In `@example-app/src/main.js`:
- Around line 96-104: In togglePTTMode, only enable the continuousPTT checkbox
on Android: detect platform (use the existing platform helper or add an
isAndroid check) and change the logic so refs.continuousPTT.disabled becomes
!(enabled && isAndroid) and refs.continuousPTT.checked is forced false when not
(enabled && isAndroid); update the control visibility/behavior in togglePTTMode
to honor this Android-only requirement while leaving other UI toggles unchanged.

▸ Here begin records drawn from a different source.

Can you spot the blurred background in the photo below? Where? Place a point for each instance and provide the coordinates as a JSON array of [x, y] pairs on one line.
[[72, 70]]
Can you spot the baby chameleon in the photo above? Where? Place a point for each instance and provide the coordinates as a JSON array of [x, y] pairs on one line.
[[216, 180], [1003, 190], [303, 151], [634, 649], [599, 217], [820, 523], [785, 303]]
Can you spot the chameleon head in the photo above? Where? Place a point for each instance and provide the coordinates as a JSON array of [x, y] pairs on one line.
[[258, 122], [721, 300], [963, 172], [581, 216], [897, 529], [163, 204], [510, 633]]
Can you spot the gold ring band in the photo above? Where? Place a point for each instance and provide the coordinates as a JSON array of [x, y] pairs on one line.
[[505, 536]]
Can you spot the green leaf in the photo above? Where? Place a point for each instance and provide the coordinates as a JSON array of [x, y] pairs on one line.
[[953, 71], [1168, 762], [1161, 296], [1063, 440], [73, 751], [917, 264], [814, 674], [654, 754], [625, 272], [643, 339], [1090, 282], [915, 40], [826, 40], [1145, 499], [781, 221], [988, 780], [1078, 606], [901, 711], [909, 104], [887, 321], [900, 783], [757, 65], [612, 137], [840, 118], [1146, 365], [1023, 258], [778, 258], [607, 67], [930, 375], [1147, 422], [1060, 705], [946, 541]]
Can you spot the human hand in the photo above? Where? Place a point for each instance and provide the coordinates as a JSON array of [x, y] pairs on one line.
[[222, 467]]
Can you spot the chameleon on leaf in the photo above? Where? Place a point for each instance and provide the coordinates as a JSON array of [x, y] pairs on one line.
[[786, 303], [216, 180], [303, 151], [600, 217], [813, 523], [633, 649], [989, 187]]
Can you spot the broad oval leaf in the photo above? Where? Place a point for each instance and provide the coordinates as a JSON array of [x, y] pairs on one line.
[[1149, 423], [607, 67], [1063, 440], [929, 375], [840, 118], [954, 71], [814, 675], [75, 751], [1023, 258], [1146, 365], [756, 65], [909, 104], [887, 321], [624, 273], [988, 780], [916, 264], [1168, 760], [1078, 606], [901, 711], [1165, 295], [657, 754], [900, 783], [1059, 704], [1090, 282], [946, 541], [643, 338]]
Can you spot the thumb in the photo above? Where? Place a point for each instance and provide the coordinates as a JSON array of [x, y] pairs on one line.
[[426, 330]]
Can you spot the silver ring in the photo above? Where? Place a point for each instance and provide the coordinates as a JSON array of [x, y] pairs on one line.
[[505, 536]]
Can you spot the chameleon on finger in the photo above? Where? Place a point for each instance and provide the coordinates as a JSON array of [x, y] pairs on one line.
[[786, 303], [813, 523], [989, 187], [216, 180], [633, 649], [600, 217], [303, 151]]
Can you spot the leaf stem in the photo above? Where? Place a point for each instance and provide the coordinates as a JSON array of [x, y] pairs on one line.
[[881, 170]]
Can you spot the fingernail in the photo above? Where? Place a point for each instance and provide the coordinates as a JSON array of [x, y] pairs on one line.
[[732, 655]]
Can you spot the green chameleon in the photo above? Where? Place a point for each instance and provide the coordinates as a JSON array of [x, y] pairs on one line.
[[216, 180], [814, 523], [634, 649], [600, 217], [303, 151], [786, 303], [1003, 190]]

- Around line 233-250: The PTT control only has mouse/touch handlers and lacks
keyboard support, so update the refs.pttButton wiring to also handle key events
and blur: add a keydown listener that calls handlePTTPress() when Space or Enter
is pressed (preventDefault to avoid scrolling on Space), a keyup listener that
calls handlePTTRelease() for those keys, and a blur listener that calls
handlePTTRelease() as a safety release; ensure existing touch/mouse handlers
(handlePTTPress, handlePTTRelease) are reused and keep
refs.pttMode/togglePTTMode unchanged.
- Around line 184-223: handlePTTPress and handlePTTRelease can interleave and
race; serialize them by adding a transition lock/token (e.g., pttTransitionId or
an async mutex) that each press/release captures and validates before proceeding
so stale async work is ignored. On entry to handlePTTPress and handlePTTRelease
acquire the token (or increment a session id), store it locally, and before any
async continuation (after await SpeechRecognition.setPTTState, await
SpeechRecognition.start, await SpeechRecognition.forceStop, await
SpeechRecognition.getLastPartialResult, or any other await) check the token
still matches; if not, abort that stale branch. Also ensure handlePTTPress does
not start a new session while a previous transition is in progress and only
allow a new press once forceStop or a readyForNextSession signal completes. Use
the existing symbols: handlePTTPress, handlePTTRelease,
SpeechRecognition.setPTTState, SpeechRecognition.start,
SpeechRecognition.forceStop, and SpeechRecognition.getLastPartialResult to
locate and instrument the logic.
In `@IMPLEMENTATION_SUMMARY.md`:
- Around line 464-489: The implementation summary still lists pending
README/CHANGELOG tasks and a sample CHANGELOG entry for 7.1.0 that conflict with
the merged docs and package.json (now 8.0.10); update IMPLEMENTATION_SUMMARY.md
to remove or mark as completed the README/CHANGELOG checklist items, either
update the sample changelog entry to the actual released version and date or
delete the placeholder 7.1.0 block, and add a short note that docs were
regenerated and package.json is at 8.0.10 so the summary reflects the current
release state; also verify references to README.md and CHANGELOG.md sections
mentioned (e.g., "error event", "listeningState") are present in the regenerated
docs and adjust the summary text accordingly.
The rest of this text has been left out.